Mr. President, we should not discount the importance of the recent
diplomatic developments on the peninsula. How soon we forget that it
was a process called glasnost--openness--combined with maintenance of
a strong NATO alliance, which ultimately brought about the demise of
the Soviet Union and the reunification of East and West Germany.
Information about the outside world is hard to come by in North Korea,
just as it was hard to get in the Soviet Union before detente opened
the window and let the Soviet people catch the scent of the fresh air
of freedom.
Perhaps dialog with North Korea and greater openness there will bring
about a similar result. If so, we will have Secretary Perry to thank
for his role in getting that dialog jump-started after it had stalled
amidst mutual suspicions and acrimony during the mid-1990s.

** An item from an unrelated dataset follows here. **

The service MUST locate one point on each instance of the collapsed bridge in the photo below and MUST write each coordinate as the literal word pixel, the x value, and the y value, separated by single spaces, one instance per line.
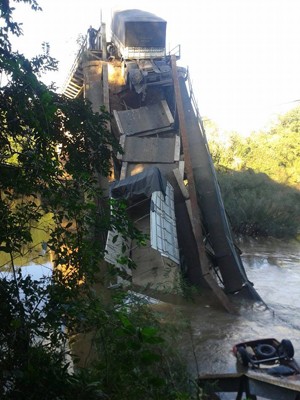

Mr. President, in closing I would like to extend my profound thanks to
Bill Perry for the way he carried out his responsibilities. He
answered the call to public service two years ago, trading the comfort
of northern California for the landmine-strewn terrain of Washington
and North Korea. He has conducted himself with honor and a strong
sense of duty. He will be missed.
The stakes on the peninsula are high. Events there will not only shape
the security environment of Northeast Asia, but also affect our
decision whether to deploy a limited national missile defense, and if
so, what kind of defense. From my perspective, it would be a great
accomplishment if we could neutralize the North Korean missile threat
through diplomacy rather than spend billions of dollars to construct a
missile defense system which might do more harm to our national
security than good.
I wish Secretary Albright and her new Korea policy adviser Wendy
Sherman well as they strive to build on the momentum generated over
the past few months. It is a tough job, but it is incumbent on us to
test North Korea's commitment to peace.